Feb. 23 (Bloomberg) --Copper declined from London to New York on concern that escalating geopolitical tensions may derail the global economic recovery. The metal had its biggest drop in almost seven weeks in Shanghai.
Three-month copper on the London Metal Exchange fell for a third day, by as much as 0.7 percent, to $9,514 a metric ton, and traded at $9,541.75 at 10:51 a.m. in Singapore. The contract tumbled 2.3 percent yesterday, the most in a month. All six LME metals declined, paced by a 1.1 percent drop in lead.
"Metals are being dragged lower by the risk aversion seen in the other financial markets,” said Li Peiying, an analyst at Essence Futures Co. "With the oil price suddenly jumping, the issue of inflation is once again brought to the fore.”

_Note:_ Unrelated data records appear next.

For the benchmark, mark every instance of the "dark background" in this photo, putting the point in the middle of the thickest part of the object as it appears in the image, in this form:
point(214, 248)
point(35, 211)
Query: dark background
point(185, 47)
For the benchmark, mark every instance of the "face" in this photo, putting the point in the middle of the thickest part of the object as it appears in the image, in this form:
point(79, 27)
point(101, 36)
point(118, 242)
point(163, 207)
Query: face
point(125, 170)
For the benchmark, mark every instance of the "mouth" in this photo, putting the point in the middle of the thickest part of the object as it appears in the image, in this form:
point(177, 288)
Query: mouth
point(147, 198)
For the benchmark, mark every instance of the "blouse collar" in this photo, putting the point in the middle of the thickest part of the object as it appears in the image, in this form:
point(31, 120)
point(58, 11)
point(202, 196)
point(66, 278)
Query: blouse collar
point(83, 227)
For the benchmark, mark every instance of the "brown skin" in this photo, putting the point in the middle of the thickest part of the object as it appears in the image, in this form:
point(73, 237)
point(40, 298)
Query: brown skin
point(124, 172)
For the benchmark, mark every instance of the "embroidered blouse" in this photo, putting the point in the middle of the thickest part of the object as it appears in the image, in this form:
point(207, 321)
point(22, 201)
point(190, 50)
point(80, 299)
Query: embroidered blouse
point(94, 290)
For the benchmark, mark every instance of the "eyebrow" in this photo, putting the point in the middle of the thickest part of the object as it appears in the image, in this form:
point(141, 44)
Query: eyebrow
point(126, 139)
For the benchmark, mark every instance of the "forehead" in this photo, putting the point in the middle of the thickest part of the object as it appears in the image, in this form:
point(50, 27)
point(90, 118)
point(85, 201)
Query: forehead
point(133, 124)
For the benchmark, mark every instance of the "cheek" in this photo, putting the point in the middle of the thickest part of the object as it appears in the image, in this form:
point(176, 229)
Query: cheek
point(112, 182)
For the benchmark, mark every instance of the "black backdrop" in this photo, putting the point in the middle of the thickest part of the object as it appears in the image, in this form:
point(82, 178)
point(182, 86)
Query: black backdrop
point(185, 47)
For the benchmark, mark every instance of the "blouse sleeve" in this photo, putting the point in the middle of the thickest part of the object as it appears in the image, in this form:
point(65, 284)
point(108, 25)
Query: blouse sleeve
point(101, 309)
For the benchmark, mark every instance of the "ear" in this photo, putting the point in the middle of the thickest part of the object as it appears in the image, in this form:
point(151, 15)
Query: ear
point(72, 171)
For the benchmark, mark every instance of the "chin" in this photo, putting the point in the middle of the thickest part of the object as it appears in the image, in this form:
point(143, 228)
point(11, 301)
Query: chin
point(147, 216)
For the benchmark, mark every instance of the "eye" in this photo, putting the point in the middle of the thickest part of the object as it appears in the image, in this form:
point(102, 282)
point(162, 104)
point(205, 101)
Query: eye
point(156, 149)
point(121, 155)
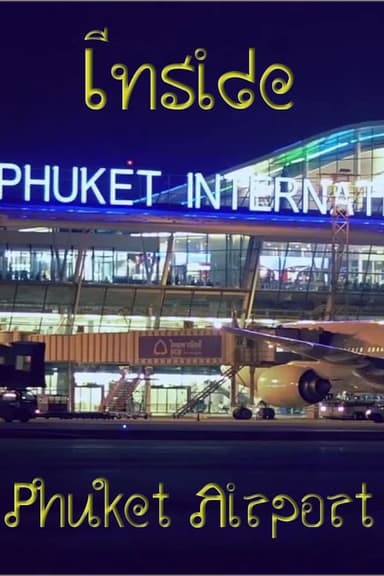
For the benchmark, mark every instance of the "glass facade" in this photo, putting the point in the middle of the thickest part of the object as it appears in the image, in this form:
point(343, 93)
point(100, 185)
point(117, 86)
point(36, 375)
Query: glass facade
point(57, 280)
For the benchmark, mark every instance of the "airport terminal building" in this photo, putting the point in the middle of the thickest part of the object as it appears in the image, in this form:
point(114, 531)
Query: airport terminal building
point(296, 234)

May-delivery copper on the Shanghai Futures Exchange lost as much as 2.4 percent, the most since Jan. 7, to 71,800 yuan ($10,908) a ton. Futures in New York fell as much as 0.7 percent to $4.3320 a pound.
Oil traded near highest level in more than two years, as violence intensified in Libya, raising concern that supplies will be disrupted as turmoil spreads through the Middle East and North Africa.
"If high oil prices persist, governments around the world may be more friendly towards raising interest rates,” said Zhang Xuechuan, an analyst at Huachuang Securities Co. "It’s the excess of liquidity that drove the recent rally in copper -- prices could still go higher even after China raised interest rates because monetary policy in the U.S. remains loose.”
China’s central bank on Feb. 18 announced an increase in reserve requirement ratios for a second time this year, 10 days after it raised interest rates for a third time in four months. The U.S. Federal Reserve has left its key rate at zero to 0.25 percent since December to support the economy.
Lead in London fell 1.1 percent to $2,538 a ton, zinc shed 1 percent to $2,464 a ton, and nickel decreased 0.5 percent to $28,500 a ton. Tin dropped 0.8 percent to $31,400 a ton, and aluminum was little changed at $2,525 a ton.